The U.S. has only lost three of 31 games against the Canadians over the years. But Hamm sees the core group of young players Canada has brought to this World Cup as looking a lot like the core group of Kristine Lilly, Julie Foudy, Joy Fawcett and herself - the American players who are playing in their last one down the road in Carson, California, this afternoon.

"I think so,'' she said.

"The Canadian federation has been developing their young players like we did. Take Christine Sinclair. Last year she had the band on her arm (captain) at the U-19 championships.

"She and those other girls will leave here having played six World Cup games. Julie and Joy and players like that on our team have been able to deal with a lot more things because they earned all that experience. Somebody like Christine Sinclair has had experience at every level now and the collegiate level as well. You can't underestimate the importance of that.

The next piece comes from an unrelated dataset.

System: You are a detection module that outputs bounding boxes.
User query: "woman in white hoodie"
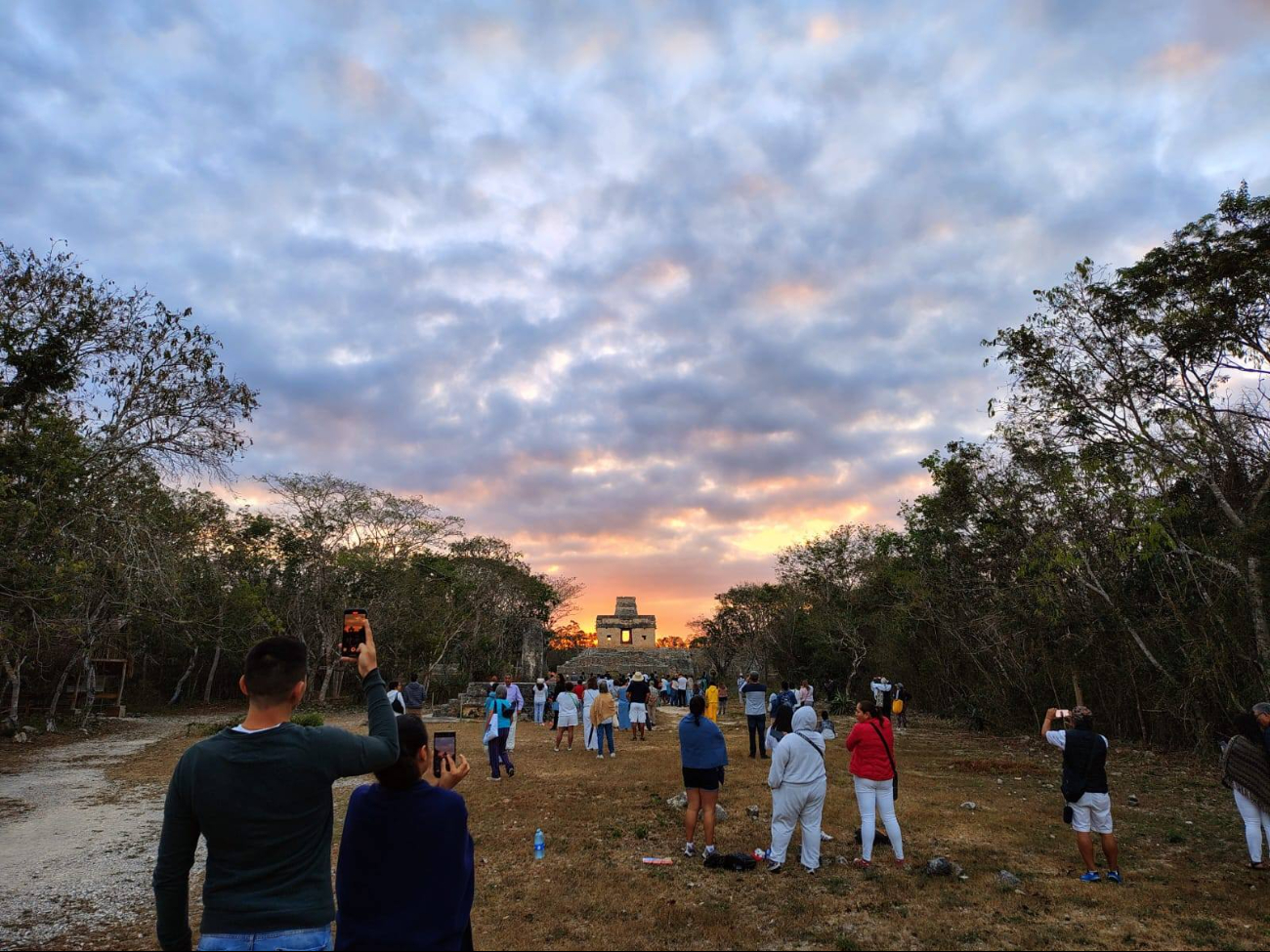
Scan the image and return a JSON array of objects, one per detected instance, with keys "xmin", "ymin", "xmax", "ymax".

"I remember the first time I played internationally. I was playing off the ball and a girl punched me. I lost it for the next 30 minutes. It probably wouldn't have stunned me as much if I'd had previous international experience,'' said the 32-year-old who will play in the Athens Olympics next year and then call it a career and become Mrs. Nomar Garciaparra.

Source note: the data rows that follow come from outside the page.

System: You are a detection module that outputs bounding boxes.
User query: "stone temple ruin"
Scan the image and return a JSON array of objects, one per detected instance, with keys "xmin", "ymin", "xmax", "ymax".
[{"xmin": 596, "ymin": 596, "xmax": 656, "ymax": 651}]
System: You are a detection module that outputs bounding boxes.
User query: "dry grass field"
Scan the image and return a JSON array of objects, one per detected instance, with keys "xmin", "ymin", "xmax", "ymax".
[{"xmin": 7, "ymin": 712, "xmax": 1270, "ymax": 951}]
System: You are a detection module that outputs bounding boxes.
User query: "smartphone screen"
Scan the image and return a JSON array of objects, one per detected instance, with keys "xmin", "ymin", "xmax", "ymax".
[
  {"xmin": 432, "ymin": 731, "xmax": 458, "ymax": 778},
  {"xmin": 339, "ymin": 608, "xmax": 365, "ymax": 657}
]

The American girls, the defending World Cup champions, rolled with the punches the Canadians had thrown at them the day before.

They refused to bite on the comments from Charmaine Hooper, who suggested the U.S. had girls on pedestals who "haven't done jack'' for three years. Coach Even Pellerud said the Americans were "arrogant'' and suggested the U.S. had a "policy'' against playing Canada outside of competition because it does more to develop the Canadian program than the American program.

Hamm wasn't going there. And coach April Heinrichs went so far as to say she understood it.

"I'm sure they are tired of hearing of the U.S. team,'' said the coach who played with her retiring players when they won the first Women's World Cup in 1991.

She said Canada has made great strides and has every right to be flexing their muscles a bit.

"Beating China was certainly the greatest moment in their history,'' she said.

"I was really happy for them.

"I'm a big fan of celebrations at the end of a game. Charmaine Hooper's unadulterated, uninhibited enthusiasm was wonderful to witness.

"It's been a long, hard road for Canada to gain the respect they've now earned.

"They've identified great young players and they'll continue to grow.''

She says it's obvious there's a resentment with the Canadians. But she says it's the U.S., more than any other country, which honours Canada most.

"If we're disappointed in the Canadian point of view, it's because we respect them more than any other team in the world,'' she said.

RESPECT REQUIRED

If Canada somehow manages to upset the Americans and win the World Cup bronze medal today, let's hope they show the same kind of respect for Mia Hamm and the women who paved the way for all of this to happen.

They owe Mia Hamm and the American girls who are facing the end of their era here today more than they seem to know.